Осторожно перебравшись влево, я вдохнул побольше воздуха, погрузился в воду и поплыл к дверям для пассажиров, находящимся за креслом пилота. Я надеялся, что мне удастся их открыть. Двери не было. Было место, где она должна была находиться. Удар вертолета о скалу и дно моря, заблокировавший правые двери, вырвал левые. Убедившись в этом, я вернулся в мою воздушную подушку, чтобы немного отдышаться. К сожалению, воздух в ней был теперь гораздо менее приятным.
Но теперь, зная, что могу выбраться в любую минуту, я не спешил. Я был убежден, что на поверхности меня дожидаются очень крутые ребята с оружием в руках, Весь мой опыт свидетельствовал, что главными достоинствами этих людей были последовательность и добросовестность в работе. По их мнению, работа, сделанная наполовину, была невыполненной работой. Сюда они могли попасть только на каком-то судне, и судно это наверняка находилось в данный момент точнехонько над затонувшим вертолетом. Они, конечно, уже праздновали успех, но одновременно не забывали следить за поверхностью моря, не покажется ли там случайно чья-либо голова.
Я размышлял о том, что скажу дядюшке Артуру, если, конечно, доберусь до "Файркрэста" и если вообще смогу когда-нибудь с ним связаться. Я потерял "Нантсвилл", я послал на смерть Бейкера и Дельмонта, я позволил неизвестному врагу раскрыть себя, а после визита таможенников к нам на борт у меня не было в этом сомнений. Наконец, я послужил причиной смерти Скотта Уильямса и гибели вертолета, принадлежавшего военно-морским силам. А кроме того, из сорока восьми часов у меня осталось только двенадцать, которые, впрочем, дядюшка Артур вполне мог, выслушав мой рапорт, превратить в ноль. Итак, моя карьера тайного агента закопчена, поскольку те рекомендации, которые мне, возможно, даст дядюшка Артур, не позволят мне наняться даже сторожем в последнюю лавчонку. Все это так. И о при чем здесь дядюшка Артур? Это были мои. счета, и только я мог по ним платить, как бы низко ни оценивались мои шансы на успех. Боюсь, что в эту минуту я во всем мире не нашел бы букмекера, который поставил бы на мой успех иначе, как один к тысяче, Только сумасшедший мог еще довериться мне.
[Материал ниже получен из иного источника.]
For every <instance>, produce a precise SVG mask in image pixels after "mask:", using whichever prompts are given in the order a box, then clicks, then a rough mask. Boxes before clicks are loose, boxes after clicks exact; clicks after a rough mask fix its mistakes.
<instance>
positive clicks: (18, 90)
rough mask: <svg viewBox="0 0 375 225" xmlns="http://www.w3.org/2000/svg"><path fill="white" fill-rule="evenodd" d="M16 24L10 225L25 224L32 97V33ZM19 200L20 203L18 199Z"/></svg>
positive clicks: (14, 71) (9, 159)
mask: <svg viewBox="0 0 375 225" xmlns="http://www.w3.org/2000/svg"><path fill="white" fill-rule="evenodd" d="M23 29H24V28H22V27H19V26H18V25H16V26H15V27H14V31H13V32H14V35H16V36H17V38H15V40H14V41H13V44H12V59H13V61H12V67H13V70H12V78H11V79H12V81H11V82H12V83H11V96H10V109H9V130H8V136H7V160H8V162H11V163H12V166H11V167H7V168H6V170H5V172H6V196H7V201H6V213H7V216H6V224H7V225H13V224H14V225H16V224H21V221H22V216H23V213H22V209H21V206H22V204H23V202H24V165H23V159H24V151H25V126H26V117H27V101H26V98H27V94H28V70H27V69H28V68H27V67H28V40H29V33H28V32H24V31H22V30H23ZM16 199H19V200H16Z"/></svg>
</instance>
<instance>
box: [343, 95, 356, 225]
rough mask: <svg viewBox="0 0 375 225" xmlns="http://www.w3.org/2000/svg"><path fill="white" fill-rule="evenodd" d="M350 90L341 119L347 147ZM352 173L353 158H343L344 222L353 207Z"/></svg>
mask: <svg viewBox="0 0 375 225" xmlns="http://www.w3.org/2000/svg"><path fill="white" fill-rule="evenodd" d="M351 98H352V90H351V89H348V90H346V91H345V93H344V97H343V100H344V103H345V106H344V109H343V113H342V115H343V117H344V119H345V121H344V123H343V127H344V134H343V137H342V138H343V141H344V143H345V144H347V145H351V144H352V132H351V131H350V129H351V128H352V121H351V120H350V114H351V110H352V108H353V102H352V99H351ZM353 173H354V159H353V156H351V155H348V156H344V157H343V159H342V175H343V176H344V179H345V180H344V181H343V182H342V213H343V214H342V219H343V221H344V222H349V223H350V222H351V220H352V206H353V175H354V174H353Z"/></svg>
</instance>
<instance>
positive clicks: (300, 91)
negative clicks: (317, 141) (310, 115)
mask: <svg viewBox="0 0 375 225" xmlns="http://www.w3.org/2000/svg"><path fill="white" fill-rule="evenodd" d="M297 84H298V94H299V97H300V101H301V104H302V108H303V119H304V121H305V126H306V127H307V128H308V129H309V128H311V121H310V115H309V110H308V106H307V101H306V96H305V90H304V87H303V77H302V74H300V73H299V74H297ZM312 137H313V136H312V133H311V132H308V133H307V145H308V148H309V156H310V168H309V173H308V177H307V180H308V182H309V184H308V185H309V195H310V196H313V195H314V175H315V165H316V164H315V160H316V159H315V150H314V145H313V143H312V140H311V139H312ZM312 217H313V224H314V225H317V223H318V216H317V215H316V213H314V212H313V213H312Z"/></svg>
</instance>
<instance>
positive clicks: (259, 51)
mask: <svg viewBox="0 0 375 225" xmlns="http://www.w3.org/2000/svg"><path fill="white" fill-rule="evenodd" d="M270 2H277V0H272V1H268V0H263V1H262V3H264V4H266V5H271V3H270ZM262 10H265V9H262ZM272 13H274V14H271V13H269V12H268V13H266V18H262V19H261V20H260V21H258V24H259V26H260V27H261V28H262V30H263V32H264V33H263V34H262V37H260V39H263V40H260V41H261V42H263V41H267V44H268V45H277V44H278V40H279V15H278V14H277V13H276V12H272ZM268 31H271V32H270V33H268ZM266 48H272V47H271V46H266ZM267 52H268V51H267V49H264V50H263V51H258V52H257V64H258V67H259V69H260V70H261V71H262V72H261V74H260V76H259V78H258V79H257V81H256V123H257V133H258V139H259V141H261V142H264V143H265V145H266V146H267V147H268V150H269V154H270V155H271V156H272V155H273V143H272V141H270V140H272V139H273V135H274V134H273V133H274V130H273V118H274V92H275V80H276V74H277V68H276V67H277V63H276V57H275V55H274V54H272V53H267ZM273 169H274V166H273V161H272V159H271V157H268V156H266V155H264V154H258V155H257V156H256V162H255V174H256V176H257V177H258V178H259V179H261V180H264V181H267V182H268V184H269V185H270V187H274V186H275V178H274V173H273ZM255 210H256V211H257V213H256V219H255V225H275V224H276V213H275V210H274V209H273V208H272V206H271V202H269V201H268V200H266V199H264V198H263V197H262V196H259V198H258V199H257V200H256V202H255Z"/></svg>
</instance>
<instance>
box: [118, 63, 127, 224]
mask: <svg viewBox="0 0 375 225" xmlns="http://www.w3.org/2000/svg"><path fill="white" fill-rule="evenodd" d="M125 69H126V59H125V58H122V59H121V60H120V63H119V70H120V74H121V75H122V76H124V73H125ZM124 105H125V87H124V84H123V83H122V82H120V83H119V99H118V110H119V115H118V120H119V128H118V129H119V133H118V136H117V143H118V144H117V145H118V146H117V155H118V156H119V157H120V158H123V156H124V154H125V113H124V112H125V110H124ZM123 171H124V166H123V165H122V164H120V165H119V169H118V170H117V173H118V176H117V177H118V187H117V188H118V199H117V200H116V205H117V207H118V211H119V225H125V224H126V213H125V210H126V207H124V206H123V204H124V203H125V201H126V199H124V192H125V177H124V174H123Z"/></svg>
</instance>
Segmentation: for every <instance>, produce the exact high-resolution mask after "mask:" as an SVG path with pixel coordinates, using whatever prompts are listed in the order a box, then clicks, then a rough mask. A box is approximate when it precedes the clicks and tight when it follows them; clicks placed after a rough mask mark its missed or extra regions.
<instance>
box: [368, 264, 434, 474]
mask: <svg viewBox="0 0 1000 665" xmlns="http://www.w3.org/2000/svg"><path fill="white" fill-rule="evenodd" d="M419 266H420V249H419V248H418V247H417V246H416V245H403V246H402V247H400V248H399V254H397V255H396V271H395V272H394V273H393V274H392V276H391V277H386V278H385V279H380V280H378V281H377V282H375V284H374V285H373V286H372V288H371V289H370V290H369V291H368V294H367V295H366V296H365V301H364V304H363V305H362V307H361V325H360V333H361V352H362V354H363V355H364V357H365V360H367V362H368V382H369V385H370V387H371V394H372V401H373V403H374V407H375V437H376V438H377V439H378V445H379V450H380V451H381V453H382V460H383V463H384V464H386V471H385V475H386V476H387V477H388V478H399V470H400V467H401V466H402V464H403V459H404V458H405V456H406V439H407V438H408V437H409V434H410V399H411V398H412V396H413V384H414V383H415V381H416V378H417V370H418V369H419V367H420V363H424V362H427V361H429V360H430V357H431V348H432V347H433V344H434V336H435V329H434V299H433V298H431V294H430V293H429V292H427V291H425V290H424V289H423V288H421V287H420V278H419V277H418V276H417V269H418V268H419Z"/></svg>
Я задал себе вопрос, как долго эти парни будут торчать там наверху. Эта мысль тут же разбудила во мне другую, от которой мой рот сразу наполнился горечью бензиновых паров. Главным был вопрос - как долго я могу ждать. Или я уже переступил черту? Меня охватила паника. В горле застрял комок, и мне пришлось сделать над собой известное усилие, чтобы глотнуть тяжелеющий воздух и проглотить этот комок.
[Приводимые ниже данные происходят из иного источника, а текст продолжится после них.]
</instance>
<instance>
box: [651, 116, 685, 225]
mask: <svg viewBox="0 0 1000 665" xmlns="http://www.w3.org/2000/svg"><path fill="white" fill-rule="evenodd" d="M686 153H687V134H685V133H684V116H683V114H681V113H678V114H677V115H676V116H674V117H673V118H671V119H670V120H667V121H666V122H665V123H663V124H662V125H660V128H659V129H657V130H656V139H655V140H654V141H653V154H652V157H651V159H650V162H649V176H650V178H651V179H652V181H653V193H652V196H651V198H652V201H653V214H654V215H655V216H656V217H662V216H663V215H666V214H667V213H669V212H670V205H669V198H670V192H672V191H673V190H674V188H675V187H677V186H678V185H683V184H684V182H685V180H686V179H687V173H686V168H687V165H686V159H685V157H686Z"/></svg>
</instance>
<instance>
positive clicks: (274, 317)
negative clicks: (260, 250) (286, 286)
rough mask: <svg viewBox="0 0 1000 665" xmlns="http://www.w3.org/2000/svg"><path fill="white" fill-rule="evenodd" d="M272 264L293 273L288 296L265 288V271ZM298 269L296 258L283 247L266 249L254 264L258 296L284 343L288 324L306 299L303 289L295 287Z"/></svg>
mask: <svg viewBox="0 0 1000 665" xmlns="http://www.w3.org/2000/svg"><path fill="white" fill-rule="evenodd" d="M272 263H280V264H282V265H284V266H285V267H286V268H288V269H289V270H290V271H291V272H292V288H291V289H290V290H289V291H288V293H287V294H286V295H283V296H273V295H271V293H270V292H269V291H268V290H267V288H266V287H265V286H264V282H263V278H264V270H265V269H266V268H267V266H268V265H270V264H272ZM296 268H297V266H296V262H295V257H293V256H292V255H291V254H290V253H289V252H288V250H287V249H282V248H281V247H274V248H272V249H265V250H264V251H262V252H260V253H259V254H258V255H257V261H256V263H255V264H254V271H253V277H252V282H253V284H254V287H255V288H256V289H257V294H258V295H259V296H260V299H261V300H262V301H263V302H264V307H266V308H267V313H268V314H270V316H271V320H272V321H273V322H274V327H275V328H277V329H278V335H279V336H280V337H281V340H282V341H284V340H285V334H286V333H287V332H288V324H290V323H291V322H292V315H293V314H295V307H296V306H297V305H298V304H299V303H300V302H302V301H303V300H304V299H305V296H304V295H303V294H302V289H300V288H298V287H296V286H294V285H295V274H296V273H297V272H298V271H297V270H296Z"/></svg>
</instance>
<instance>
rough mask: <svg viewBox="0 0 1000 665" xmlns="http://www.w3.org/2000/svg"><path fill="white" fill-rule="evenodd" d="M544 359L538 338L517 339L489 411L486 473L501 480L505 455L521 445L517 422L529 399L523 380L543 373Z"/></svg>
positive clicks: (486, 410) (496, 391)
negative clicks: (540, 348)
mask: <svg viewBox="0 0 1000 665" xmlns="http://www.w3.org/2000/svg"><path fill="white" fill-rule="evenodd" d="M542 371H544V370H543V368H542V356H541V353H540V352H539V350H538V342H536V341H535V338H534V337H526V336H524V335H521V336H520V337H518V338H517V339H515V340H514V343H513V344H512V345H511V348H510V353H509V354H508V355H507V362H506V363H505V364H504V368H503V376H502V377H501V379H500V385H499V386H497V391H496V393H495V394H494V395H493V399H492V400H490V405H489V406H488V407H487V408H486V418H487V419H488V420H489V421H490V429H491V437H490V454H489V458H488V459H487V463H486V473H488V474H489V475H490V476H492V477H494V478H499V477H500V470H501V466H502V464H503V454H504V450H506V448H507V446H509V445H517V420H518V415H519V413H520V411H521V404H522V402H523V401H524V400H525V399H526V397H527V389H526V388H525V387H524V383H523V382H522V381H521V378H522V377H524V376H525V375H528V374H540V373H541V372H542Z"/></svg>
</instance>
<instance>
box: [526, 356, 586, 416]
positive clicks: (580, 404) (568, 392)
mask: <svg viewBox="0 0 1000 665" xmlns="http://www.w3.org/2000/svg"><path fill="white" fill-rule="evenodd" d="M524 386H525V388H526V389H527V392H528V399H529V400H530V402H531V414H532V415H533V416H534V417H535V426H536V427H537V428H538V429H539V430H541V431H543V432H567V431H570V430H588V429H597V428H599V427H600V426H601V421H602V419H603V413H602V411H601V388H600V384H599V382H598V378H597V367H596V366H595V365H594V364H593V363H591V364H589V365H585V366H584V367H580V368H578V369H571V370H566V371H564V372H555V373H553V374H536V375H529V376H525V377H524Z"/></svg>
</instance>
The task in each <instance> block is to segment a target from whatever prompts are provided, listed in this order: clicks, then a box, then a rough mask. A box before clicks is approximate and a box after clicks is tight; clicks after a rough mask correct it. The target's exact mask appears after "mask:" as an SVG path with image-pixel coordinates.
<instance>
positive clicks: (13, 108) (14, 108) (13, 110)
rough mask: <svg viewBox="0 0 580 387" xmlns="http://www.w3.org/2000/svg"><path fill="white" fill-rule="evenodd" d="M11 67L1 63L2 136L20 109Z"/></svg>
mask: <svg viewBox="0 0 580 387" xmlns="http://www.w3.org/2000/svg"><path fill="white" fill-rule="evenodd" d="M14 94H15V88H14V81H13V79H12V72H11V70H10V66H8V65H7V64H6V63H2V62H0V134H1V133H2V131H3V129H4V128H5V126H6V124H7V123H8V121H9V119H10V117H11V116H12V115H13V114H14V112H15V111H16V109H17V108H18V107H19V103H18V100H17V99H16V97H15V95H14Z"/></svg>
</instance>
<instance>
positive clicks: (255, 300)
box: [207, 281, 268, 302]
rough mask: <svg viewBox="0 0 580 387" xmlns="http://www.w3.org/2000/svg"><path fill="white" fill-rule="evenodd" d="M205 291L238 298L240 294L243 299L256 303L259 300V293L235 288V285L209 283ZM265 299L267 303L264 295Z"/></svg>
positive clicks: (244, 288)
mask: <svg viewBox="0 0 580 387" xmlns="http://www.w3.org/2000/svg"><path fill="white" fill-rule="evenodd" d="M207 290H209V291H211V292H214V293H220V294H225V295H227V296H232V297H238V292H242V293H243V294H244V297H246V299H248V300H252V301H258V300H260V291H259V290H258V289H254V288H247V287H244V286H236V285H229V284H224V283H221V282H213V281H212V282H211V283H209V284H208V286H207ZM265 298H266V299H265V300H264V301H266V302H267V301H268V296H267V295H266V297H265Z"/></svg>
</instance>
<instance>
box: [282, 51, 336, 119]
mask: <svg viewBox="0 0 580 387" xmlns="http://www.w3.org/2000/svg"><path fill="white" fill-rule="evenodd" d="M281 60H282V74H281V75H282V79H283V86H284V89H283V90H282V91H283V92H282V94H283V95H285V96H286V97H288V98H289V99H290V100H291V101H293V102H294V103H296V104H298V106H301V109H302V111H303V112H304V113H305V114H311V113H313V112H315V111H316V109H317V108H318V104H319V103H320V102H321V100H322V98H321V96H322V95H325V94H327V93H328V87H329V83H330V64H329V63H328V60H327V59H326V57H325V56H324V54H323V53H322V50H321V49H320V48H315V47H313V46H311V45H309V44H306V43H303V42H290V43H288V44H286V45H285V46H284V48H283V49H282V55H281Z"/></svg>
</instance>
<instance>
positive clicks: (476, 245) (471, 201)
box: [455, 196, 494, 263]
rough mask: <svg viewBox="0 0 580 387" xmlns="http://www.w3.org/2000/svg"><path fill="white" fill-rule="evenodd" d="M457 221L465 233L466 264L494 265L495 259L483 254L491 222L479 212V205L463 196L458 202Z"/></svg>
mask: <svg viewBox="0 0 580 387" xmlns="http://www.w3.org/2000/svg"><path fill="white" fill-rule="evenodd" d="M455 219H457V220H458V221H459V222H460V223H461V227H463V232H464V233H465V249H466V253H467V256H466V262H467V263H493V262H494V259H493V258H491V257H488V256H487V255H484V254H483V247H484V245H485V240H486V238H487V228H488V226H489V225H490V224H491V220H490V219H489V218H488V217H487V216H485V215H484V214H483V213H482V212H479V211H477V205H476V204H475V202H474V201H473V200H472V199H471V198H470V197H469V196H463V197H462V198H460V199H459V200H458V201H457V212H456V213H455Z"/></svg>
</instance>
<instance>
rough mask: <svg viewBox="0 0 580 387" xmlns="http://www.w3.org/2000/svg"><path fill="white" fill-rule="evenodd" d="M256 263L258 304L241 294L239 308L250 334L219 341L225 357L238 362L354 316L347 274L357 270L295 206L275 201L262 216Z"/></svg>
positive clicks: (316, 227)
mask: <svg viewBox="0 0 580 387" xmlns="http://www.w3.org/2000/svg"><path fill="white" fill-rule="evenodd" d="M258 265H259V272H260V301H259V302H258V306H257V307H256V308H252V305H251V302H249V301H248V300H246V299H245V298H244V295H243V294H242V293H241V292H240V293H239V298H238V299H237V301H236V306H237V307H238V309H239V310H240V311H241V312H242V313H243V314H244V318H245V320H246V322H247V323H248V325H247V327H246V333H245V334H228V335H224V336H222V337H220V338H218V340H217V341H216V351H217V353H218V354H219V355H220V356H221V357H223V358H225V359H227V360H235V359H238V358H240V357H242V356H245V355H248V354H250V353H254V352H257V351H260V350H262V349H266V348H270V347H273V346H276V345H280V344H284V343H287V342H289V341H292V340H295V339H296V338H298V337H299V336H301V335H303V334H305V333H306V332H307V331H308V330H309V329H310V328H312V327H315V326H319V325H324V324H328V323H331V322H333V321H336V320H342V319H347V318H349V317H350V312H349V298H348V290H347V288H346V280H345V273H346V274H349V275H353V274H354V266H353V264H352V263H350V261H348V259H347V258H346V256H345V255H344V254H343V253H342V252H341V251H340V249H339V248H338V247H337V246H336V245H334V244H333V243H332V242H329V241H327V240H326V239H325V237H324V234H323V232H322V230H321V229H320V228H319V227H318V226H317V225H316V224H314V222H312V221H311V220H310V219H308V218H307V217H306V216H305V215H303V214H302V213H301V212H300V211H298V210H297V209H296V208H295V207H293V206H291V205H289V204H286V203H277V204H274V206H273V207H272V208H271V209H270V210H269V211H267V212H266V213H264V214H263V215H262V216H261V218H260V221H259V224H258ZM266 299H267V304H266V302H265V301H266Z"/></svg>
Я попытался вспомнить все, что связано с подводными работами, которыми мне пришлось в свое время заниматься. Как долго я уже был под водой? На какой глубине? Сколько продолжалось погружение вертолета на дно моря?
В таких обстоятельствах человек совершенно теряет ощущение времени. Вода накрыла меня с головой приблизительно на полпути ко дну, секунд через двадцать. Попытки открыть эту проклятую дверь продолжались минуту или немного больше. Потом больше минуты приходил в себя, оказавшись в этой воздушной подушке. Чтобы найти вторую дверь, я потратил еще секунд тридцать. Но сколько времени я потерял с тех пор? Шесть минут, семь? По крайней мере семь. Итого, около десяти минут. Страх снова стиснул мне горло.